Tendances e-santé 2016 et place de l’humain dans les soins

Lors de la visite de 66 Millions d’IMpatients au salon Paris Healthcare Week, porte de Versailles à Paris, du 24 au 26 mai, notre constat fut plein d’enthousiasme face aux progrès et aux innovations dans le domaine de la santé, plus mitigé sur la place laissée aux patients et à l’humain en général dans ce nouveau monde de plus en plus connecté.

Diagnostic et distribution de médicaments assistés par ordinateur, consultation à distance, robot-chirurgien, suivi médical à domicile et dispositifs médicaux connectés avec alertes intégrées… À l’heure de la réorganisation de l’hôpital autour des Groupement hospitaliers de territoire (GHT) et de l’évolution vers une médecine et une chirurgie ambulatoires en pleine croissance, les outils numériques deviennent indispensables. Il est heureux que soient inventées des solutions efficaces, mais il est également urgent d’humaniser ces dispositifs, qui doivent rester des outils dédiés à la sécurité et à la qualité des soins pour des professionnels de santé spécifiquement formés et des patients accompagnés avec bienveillance.

Le virage ambulatoire

L’un des principaux enjeux de l’hôpital aujourd’hui, notamment pour réduire les coûts de prise en charge des malades, est de faire en sorte que les hospitalisations ne durent pas plus de quelques heures et d’héberger de moins en moins de patients durant la nuit. Ainsi, que cela soit pour des soins, des examens ou même une chirurgie, lorsque c’est possible, le patient peut rentrer chez lui le jour même.

En France, en ce qui concerne la chirurgie ambulatoire, nous sommes de mieux en mieux organisés et l’objectif en 2016 est de faire en sorte qu’une intervention chirurgicale sur 2 se déroule sur le mode ambulatoire.

Monique Sorrentino, Directeur de l'hôpital Nord-Ouest, à Villefranche-sur-Saône-Tarare-Trévoux, précise que l’on accompagne désormais efficacement les patients de chirurgie ambulatoire avec des protocoles bien rôdés (appel des malades la veille ainsi que les jours suivants l’intervention) et qu’en outre cela a permis de réduire les infections nosocomiales.

Réinventer la relation soignant-soigné

En fait, pour Monique Sorrentino, la e-santé et les technologies de l’information sont des outils susceptibles de nous faire optimiser le temps mais également l’argent, afin que ces deux ressources soient alors réinvesties dans la relation soignant-soigné.

En effet, précise-t-elle, la culture de l’hôpital français est de mettre nos malades dans un lit, chose que nous savons très bien faire.
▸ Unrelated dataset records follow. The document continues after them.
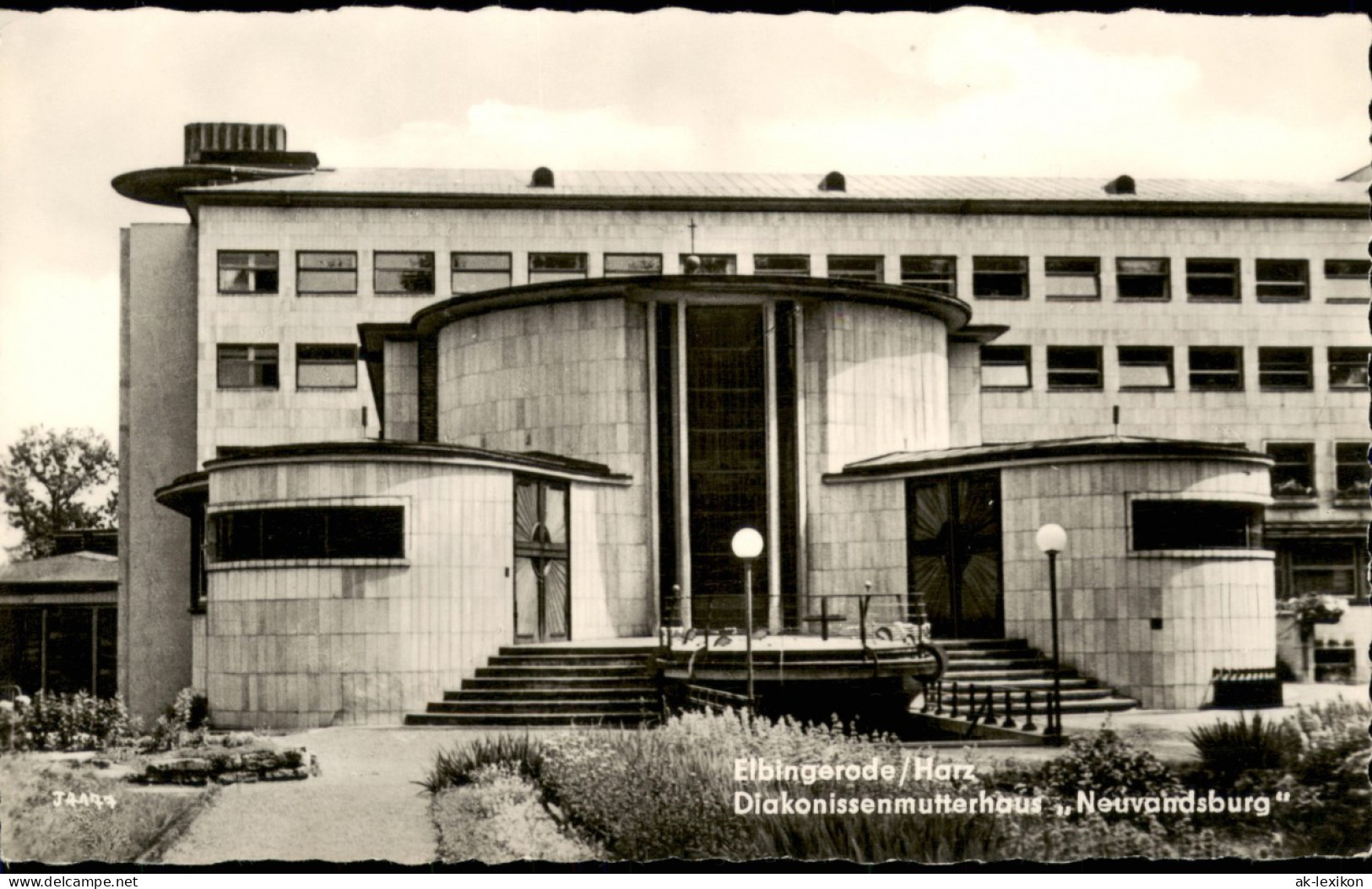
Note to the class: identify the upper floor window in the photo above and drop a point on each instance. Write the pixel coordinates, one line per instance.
(320, 366)
(248, 366)
(1146, 366)
(1071, 278)
(248, 272)
(1005, 366)
(858, 268)
(546, 268)
(404, 274)
(1293, 468)
(1349, 366)
(1001, 278)
(475, 272)
(930, 274)
(1216, 368)
(1214, 280)
(325, 272)
(1137, 278)
(1075, 368)
(708, 263)
(1284, 368)
(781, 265)
(632, 265)
(1283, 279)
Pourtant, selon elle, il faut désormais changer nos habitudes car mettre un malade dans un lit cela coûte très cher à la collectivité sans être forcément la meilleure option pour le malade, et ce sont des budgets que l’on ne met pas assez dans la relation soignant-soigné : « Il faudrait aujourd’hui que l’on investisse davantage sur l’embauche de métiers comme des infirmières coordinatrices, des psychologues, des diététiciens, des ergothérapeutes. Ce sont des activités qui sont très mal financées car tous les budgets sont consacrés aux patients installés dans un lit. Il n’est évidemment pas question de s’en passer pour tous ceux qui en ont besoin mais, contrairement aux idées reçues, la médecine ambulatoire ce n’est pas de réduire les interactions humaines, c’est au contraire les réinventer. On vit en ce moment une révolution culturelle à l’hôpital en travaillant sur des parcours de soins mieux adaptés et qui vont permettre d’intégrer une étape que nous maîtrisons mal en France, celle de la prévention aussi. »

L’accompagnement connecté

L’ambulatoire nécessite donc de nouvelles formes de prise en charge du patient et les outils connectés peuvent participer à cette prise en charge, en maintenant en outre un lien, nuit et jour, avec les équipes médicales dédiées.

La pertinence et la performance de ce suivi sont donc un enjeu primordial et les acteurs de la e-santé se sont largement emparés de ce sujet.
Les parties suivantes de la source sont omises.